Partially hidden behind residential homes in the small town’s “downtown” area, the river in other places simply borders U.S. Highway 24 – the town’s Main Street inside town limits.

To those who don’t fish or otherwise use the shores in Minturn, the Eagle River only comes to mind when crossing one of the town’s two bridges leading to unimproved land outside of the town’s northwestern boundary.

Once polluted from the Eagle Mine in nearby Gilman, the Minturn stretch of the health of the Eagle River has rebounded in the last decade, following a series of mitigation projects.



How to better take advantage of Minturn’s “riverfront” location is the topic of a Thursday meeting open to the public. The meeting, which will include a presentation by a stream design consultant firm, is scheduled to start at 6 p.m. at the Minturn Town Hall.

“What we are trying to do is to make the river more of a focal point for the residents of this town, as well as the visitors,” says Minturn Town Manager Alan Lanning, who has been involved in the master-planning process of the town’s river for the last three years.

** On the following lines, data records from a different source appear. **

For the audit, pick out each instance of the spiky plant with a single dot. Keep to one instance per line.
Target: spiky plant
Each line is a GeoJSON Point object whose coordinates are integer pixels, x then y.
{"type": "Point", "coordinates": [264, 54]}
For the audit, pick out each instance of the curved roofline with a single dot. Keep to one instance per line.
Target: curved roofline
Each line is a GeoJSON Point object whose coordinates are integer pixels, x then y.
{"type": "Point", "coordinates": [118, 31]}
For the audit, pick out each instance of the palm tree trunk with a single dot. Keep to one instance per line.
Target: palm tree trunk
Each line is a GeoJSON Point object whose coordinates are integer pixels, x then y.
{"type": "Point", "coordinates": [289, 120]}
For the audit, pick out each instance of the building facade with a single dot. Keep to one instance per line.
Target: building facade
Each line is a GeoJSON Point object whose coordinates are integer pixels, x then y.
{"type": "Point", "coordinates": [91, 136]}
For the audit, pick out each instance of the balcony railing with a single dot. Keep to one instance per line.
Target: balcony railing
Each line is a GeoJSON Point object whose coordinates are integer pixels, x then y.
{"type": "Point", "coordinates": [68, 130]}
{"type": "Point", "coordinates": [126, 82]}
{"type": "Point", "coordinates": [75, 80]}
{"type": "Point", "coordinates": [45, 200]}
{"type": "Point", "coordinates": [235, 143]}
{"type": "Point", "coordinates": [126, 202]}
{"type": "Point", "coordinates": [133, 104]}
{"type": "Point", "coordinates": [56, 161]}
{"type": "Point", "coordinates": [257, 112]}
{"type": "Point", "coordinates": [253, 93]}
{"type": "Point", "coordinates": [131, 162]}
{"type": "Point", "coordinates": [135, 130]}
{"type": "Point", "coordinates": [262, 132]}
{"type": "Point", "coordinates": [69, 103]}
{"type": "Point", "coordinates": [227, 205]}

Within that time the town has partnered with other water-user advocate groups, including the Eagle River Watershed Council, to explore possible funding options through federal and state grant program – money that has been set aside by the Environmental Protection Agency to mitigate the negative effects of the Eagle Mine pollution.

No firm numbers or funding plans has been established as of yet.

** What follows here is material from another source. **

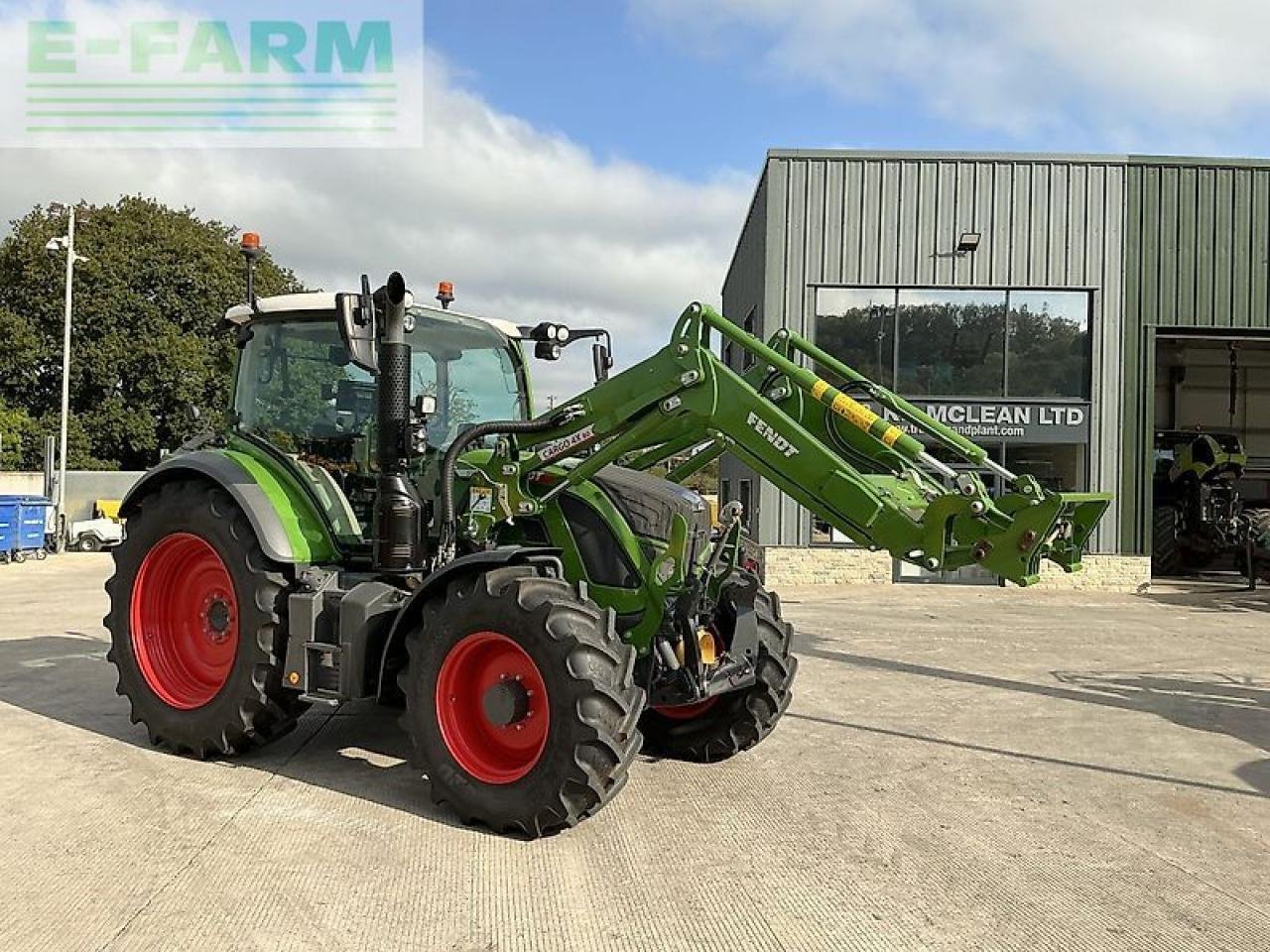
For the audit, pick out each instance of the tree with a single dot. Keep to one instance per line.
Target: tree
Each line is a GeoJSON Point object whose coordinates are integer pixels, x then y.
{"type": "Point", "coordinates": [149, 340]}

“That comes later in the process,” Lanning says.



The town also has signed mutual agreements with the Eagle River Water and Sanitation District and representatives of the Eagle Park Reservoir, in order to gain regional support for a project that could, in the words of Lanning, “fix up the river to make it more accessible and aesthetically pleasing.”

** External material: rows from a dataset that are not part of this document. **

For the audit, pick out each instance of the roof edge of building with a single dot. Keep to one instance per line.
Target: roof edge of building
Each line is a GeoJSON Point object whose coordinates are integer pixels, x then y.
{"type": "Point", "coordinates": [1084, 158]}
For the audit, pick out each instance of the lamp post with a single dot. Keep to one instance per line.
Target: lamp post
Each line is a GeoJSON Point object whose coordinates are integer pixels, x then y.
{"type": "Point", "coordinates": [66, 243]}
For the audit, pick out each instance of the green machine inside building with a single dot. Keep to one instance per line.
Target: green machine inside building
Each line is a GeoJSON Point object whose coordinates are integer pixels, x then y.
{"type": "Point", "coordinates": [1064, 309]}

The Eagle River Stream Restoration and Planning Project, as it is being called in its preliminary stage, envisions narrower sections and natural pools to improve fish-spawning habitats, along with enlarged riparian areas alongside the stream.

Additionally, town officials hope to include improved access points to the river for fishermen and other water users. Lanning said the project, as conceived so far, does not include plans for a recreation path alongside the river.

Six weeks ago the town hired Denver-based Ecological Resource Consultants Inc. to study the river’s current state and possible points of improvement. The master-planning process for the river and the subsequent design for the restoration project is estimated to cost up to $75,000, Lanning said.

As charted out, the project would be limited to an approximately three-mile-long stretch of the river, roughly from the town’s municipal parking lot to the Minturn Park next to the Minturn Cemetery.

At A Glance:

– What – Eagle River Stream Restoration and Planning Workshop

– Where – Minturn Town Hall

– When – 6 p.m. to 8 p.m.

– Why – the public is invited to hear a presentation and make comments on a proposed project that would improve a stretch of the Eagle River in Minturn.

– Who – town officials and representatives of Denver-based Ecological Resource Consultants Inc. will be at hand to answer questions.